As your business grows, you naturally open more branches, more offices, and more physical locations. These branches can be spread across a relatively small geographical area or across the globe but will present communication problems no matter what the distance. At the same time, these communication problems will persist whether you have one or a dozen or more branches. People simply communicate better when they can connect in person and moving teams from branch to branch often isn’t an option, even for large projects. Working to streamline communication across all branches and offices is crucial to ensuring inter-office productivity.

Taking the following steps to streamline multi-branch communications will help you to establish seamless communication across distances.

Establish Video Conferencing

Video conferencing is one of the easiest ways to establish a clear and immediate line of communication, while adding a more personal and connected solution than simply calling. Many people communicate as much with body language as with words, so adding visuals to calls can greatly enhance the quality of communication.

Installing conferencing tools also allows you to create a simple and secure way to call. Teams can call from a set space such as an office screen and camera and communicate with entire teams at once, without utilizing their computers. A video calling network also ensures that individuals can easily contact each other, typically by dialing a set number, just like with a phone network. This avoids the necessity of finding and calling specific people, because you can look up offices or use a directory instead.

Some video conferencing networks also work over VoIP, allowing individuals to conference together from their computers as well.

Utilize the Same Tooling Across Branches

While establishing visual communication is one way to establish direct communication, tooling helps you to establish indirect communication. Here, ensuring everyone uses the same tooling and processes means that everyone knows how work is completed, where it is completed, and how processes work. Files and completed work will be easy to share across offices. One team can easily pick up and continue work on what another team was doing, and collaboration will be that much easier.

Many organizations often allow teams to purchase or select their own tooling, but establishing organization-wide policies and databases, so that individuals seeking new solutions have to either choose something already available or introduce something new to the entire organization will prevent situations in which each office is essentially its own culture and organization.

Attempt to Maintain a Single Phone System

While it’s not possible to maintain a single phone system if your branches are in different countries, you can install and maintain the same phone system across most branches and offices.
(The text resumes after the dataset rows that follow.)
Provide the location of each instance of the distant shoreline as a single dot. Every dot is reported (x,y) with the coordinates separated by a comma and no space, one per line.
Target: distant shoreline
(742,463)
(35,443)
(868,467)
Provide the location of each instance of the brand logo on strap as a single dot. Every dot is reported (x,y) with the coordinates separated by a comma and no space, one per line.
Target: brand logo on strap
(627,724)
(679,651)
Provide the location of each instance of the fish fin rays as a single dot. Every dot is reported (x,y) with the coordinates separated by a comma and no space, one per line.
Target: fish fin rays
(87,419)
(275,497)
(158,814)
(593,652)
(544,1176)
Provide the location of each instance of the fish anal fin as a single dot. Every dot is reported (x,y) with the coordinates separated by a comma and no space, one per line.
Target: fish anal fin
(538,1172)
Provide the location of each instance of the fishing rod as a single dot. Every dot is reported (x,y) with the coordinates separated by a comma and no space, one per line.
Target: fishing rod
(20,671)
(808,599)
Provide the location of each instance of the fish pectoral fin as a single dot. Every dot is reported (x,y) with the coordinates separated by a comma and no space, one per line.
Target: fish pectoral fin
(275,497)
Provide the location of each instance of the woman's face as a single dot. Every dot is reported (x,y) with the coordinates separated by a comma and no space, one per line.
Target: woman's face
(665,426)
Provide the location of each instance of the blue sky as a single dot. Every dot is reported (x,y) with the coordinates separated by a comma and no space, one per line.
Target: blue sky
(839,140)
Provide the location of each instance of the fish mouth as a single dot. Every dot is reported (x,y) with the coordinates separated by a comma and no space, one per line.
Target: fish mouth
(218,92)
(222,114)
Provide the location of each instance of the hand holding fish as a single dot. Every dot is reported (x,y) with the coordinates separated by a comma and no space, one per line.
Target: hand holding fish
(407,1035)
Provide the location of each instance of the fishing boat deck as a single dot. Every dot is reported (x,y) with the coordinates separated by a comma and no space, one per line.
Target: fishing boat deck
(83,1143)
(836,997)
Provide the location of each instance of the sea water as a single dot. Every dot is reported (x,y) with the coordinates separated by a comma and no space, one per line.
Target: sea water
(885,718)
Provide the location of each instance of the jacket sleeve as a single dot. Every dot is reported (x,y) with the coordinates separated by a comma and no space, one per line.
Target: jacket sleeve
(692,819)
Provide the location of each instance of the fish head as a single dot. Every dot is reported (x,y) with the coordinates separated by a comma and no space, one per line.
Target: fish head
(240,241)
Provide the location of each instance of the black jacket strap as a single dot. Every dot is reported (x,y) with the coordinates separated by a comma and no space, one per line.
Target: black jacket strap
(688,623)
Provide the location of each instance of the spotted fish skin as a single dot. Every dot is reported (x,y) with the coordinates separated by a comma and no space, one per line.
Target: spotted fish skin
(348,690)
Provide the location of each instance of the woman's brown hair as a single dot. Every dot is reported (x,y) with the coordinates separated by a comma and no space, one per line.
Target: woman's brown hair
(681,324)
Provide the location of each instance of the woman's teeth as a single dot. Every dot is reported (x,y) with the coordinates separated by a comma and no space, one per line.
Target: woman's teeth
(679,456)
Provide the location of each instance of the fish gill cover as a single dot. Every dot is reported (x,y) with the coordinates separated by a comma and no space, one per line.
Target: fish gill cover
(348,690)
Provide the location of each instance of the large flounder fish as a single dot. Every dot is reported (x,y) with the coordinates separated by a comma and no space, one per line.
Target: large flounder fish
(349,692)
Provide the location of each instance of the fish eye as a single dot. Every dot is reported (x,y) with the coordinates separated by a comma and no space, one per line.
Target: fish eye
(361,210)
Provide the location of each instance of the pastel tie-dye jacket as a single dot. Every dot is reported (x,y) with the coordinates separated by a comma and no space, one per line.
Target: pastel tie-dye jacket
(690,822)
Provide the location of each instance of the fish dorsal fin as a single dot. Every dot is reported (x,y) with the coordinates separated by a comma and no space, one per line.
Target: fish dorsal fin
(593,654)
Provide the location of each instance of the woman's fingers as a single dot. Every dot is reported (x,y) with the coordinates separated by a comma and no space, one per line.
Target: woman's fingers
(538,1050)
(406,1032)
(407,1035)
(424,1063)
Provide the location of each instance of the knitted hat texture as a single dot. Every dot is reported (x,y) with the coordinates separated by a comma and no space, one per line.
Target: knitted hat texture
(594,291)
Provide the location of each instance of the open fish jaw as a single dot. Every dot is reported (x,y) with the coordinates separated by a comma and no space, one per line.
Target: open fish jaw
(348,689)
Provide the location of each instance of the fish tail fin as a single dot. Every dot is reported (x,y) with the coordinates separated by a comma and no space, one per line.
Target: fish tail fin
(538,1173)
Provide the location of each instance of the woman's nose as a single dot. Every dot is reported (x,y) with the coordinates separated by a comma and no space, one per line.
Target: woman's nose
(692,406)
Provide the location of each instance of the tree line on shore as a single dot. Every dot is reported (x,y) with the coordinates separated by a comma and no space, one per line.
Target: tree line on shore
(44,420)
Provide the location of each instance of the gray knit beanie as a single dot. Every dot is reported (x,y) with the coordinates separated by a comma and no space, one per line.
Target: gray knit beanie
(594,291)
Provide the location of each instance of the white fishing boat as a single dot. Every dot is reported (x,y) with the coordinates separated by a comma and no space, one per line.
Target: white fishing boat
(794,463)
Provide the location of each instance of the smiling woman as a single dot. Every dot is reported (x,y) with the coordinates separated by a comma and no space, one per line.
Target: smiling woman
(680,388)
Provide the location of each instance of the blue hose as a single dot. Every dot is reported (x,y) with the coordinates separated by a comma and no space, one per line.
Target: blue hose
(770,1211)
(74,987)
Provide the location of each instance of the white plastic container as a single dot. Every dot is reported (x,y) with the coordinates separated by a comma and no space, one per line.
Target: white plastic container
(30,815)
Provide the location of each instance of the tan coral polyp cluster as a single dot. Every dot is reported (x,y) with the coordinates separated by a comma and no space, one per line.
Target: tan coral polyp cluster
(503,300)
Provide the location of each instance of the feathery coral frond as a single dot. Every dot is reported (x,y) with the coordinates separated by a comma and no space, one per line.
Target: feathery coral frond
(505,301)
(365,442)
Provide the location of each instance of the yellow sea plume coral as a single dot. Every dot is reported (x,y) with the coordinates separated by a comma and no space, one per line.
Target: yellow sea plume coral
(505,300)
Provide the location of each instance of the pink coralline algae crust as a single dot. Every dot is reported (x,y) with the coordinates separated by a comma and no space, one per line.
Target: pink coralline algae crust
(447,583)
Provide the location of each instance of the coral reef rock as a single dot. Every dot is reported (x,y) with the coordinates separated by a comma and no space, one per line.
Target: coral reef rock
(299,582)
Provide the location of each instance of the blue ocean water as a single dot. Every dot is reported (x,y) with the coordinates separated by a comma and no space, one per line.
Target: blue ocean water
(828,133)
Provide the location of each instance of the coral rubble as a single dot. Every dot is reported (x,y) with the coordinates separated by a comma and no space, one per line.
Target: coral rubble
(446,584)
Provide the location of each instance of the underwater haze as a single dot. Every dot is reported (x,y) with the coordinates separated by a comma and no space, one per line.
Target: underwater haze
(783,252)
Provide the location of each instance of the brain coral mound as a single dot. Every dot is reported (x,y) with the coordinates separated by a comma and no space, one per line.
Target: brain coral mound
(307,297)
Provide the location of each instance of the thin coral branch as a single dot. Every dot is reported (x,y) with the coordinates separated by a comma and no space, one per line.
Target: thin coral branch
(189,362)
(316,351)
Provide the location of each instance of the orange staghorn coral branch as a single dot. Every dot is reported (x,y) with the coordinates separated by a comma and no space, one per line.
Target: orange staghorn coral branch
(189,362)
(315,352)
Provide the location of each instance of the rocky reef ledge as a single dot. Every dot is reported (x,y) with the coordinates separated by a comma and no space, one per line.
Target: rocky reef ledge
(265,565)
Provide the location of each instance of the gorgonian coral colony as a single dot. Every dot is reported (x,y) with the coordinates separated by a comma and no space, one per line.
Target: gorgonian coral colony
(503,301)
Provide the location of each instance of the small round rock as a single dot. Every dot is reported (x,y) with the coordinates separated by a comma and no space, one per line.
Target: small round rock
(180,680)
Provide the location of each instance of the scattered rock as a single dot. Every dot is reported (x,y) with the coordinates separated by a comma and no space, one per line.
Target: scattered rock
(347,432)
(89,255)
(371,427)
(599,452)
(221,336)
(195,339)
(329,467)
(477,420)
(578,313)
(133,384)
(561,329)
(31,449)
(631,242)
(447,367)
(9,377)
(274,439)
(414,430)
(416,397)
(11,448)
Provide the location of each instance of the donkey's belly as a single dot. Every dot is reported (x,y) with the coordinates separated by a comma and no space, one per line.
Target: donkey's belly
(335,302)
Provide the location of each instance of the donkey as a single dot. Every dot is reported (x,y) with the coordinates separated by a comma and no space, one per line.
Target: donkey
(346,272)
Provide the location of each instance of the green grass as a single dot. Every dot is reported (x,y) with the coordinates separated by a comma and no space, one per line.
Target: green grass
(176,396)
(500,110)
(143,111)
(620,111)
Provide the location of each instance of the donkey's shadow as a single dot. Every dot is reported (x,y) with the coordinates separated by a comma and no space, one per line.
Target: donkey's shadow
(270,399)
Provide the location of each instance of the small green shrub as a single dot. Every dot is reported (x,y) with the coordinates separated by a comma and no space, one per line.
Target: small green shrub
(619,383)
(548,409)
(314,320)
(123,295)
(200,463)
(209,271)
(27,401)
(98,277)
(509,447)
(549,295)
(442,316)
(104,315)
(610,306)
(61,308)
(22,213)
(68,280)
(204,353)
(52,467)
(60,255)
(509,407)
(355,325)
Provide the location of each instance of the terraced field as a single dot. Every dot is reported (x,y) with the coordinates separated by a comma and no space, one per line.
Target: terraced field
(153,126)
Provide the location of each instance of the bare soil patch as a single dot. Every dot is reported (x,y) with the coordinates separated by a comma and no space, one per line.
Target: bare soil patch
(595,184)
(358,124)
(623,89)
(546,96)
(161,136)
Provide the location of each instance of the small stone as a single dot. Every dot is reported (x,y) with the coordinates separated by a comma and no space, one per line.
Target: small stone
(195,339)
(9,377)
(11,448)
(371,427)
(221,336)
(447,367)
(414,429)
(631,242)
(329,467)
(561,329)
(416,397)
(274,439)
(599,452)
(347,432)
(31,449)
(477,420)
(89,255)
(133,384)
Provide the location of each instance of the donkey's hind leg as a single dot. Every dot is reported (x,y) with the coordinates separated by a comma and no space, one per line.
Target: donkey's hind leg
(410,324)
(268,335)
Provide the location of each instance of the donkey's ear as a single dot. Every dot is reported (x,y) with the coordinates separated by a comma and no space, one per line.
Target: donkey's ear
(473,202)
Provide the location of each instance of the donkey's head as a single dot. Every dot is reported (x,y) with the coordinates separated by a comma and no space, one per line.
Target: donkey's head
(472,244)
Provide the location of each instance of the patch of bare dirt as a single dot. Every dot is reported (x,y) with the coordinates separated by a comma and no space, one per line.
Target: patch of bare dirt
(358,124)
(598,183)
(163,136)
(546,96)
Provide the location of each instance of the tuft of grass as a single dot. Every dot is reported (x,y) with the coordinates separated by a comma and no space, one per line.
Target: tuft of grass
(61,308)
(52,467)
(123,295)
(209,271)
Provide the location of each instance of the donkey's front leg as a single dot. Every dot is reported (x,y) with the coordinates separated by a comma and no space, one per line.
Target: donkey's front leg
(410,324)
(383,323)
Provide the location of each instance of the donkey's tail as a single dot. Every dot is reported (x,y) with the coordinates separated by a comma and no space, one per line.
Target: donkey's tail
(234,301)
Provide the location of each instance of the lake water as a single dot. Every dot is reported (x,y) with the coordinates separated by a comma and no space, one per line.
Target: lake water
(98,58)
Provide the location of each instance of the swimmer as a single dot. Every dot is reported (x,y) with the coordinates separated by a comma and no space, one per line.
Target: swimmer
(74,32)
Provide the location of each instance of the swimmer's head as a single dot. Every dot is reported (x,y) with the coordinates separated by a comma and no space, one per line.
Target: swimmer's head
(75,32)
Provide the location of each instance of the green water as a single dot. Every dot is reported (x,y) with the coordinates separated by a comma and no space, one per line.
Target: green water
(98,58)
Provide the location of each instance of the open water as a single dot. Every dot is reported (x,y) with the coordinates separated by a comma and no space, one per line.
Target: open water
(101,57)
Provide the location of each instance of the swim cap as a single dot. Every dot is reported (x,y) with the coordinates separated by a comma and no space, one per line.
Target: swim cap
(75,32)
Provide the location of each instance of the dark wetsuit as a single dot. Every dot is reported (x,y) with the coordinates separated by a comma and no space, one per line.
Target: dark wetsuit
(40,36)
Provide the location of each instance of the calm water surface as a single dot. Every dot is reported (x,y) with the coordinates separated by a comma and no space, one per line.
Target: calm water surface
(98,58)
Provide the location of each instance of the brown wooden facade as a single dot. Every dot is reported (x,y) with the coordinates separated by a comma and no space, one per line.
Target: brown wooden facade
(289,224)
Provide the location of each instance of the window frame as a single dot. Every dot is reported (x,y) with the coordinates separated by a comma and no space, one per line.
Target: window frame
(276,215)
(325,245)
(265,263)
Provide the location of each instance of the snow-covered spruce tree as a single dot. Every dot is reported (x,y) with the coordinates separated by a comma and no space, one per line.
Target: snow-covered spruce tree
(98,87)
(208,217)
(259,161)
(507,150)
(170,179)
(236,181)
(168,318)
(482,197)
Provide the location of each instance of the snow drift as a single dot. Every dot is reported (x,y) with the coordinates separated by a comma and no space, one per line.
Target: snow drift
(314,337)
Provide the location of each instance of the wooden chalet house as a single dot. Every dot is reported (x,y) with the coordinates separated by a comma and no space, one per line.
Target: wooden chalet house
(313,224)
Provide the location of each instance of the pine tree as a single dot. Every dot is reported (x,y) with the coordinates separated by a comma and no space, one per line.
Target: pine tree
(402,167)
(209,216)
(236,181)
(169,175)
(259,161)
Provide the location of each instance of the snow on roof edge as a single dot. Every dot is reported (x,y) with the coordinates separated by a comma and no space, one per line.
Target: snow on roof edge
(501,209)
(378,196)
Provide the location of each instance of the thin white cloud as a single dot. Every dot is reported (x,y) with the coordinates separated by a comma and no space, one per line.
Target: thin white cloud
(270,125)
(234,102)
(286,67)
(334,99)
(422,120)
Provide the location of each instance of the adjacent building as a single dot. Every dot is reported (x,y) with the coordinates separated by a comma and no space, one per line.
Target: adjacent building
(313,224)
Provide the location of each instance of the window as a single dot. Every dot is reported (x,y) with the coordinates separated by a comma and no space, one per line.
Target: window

This is highly advantageous because it reduces complexities, means that everyone is on the same system, and allows someone from one branch to internally dial someone from another branch. This will greatly reduce time-to-call, especially if you are on a secure network or have security issues regarding calling and sharing information.

Ensure Everyone is On the Same Network

Developing a single network works to ensure communication between branches by establishing organization-wide access to files. Here, you should create a network containing all relevant organizational information, ranging from business processes to roles, employee information, and file-sharing. Creating a network of this type may seem daunting but will save you a great deal in terms of file transfer, lost time, and security.

Why? If employees access all files and information in the same place, you can easily manage access rights and access order. If something goes wrong, you have a record of who did what and where, because all users have a username and identification on the network. At the same time, if teams are collaborating on files, they don’t have to wait for it to be shared, they can simply access it on their shared folder of the network.

Creating a single network across all your branches also means that you can bring teams together across offices and branches. Here, teams can have dedicated spaces and file storage, where they can simply access and collaborate on documents, files, and even code without waiting.

Don’t Open too Many Lines of Communication

While many people approach inter-office communication from the perspective of “there’s never enough communication” this approach can eventually get in the way. How? If you have too many modes of communication open, each person will select their own personal favorite, may be overwhelmed with the number of options and not check all of them, and will miss messages. Forcing everyone to use a few dedicated lines of communication such as video conferencing for inter-office meetings, a phone system for quick calls, email, and a dedicated chat platform like Slack will ensure that everyone sees all messages. Similarly, ensuring that everyone works on a business email set up by the organization gives you control over users and their addresses, to ensure that everyone uses the same format and email address, making communication easier between branches.

Establish Inter-Office Guidelines

One of the largest barriers between offices and branches isn’t space or communication channels, it’s a lack of standards. For example, if users operate in different time-zones, communicate using different channels, or even use different languages, communication can be difficult. Take the time to write out standards for inter-office communication, defining hours in which one office can expect another to answer, preferred languages, and other details will help to improve communication. Here, you should respect each branch’s time-zone, working hours, and culture.

Inter-office and inter-branch communication present a lot of challenges in that most people will never be in the same room together. While there’s very little that can replace the communication offered by simply being able to get up and walk to someone’s desk to ask a question, there are many steps you can take to improve inter-branch communication, no matter how great the physical distance.

In some cases, you may also want to plan for occasional physical meetups, especially if teams are working together for very long periods or on very long projects. While not always important, establishing kick-offs for large projects with one-time meetups is often a great idea. However, meeting in person is not always financially feasible as an investment, and alternatives such as video conferencing and chat are much better alternatives.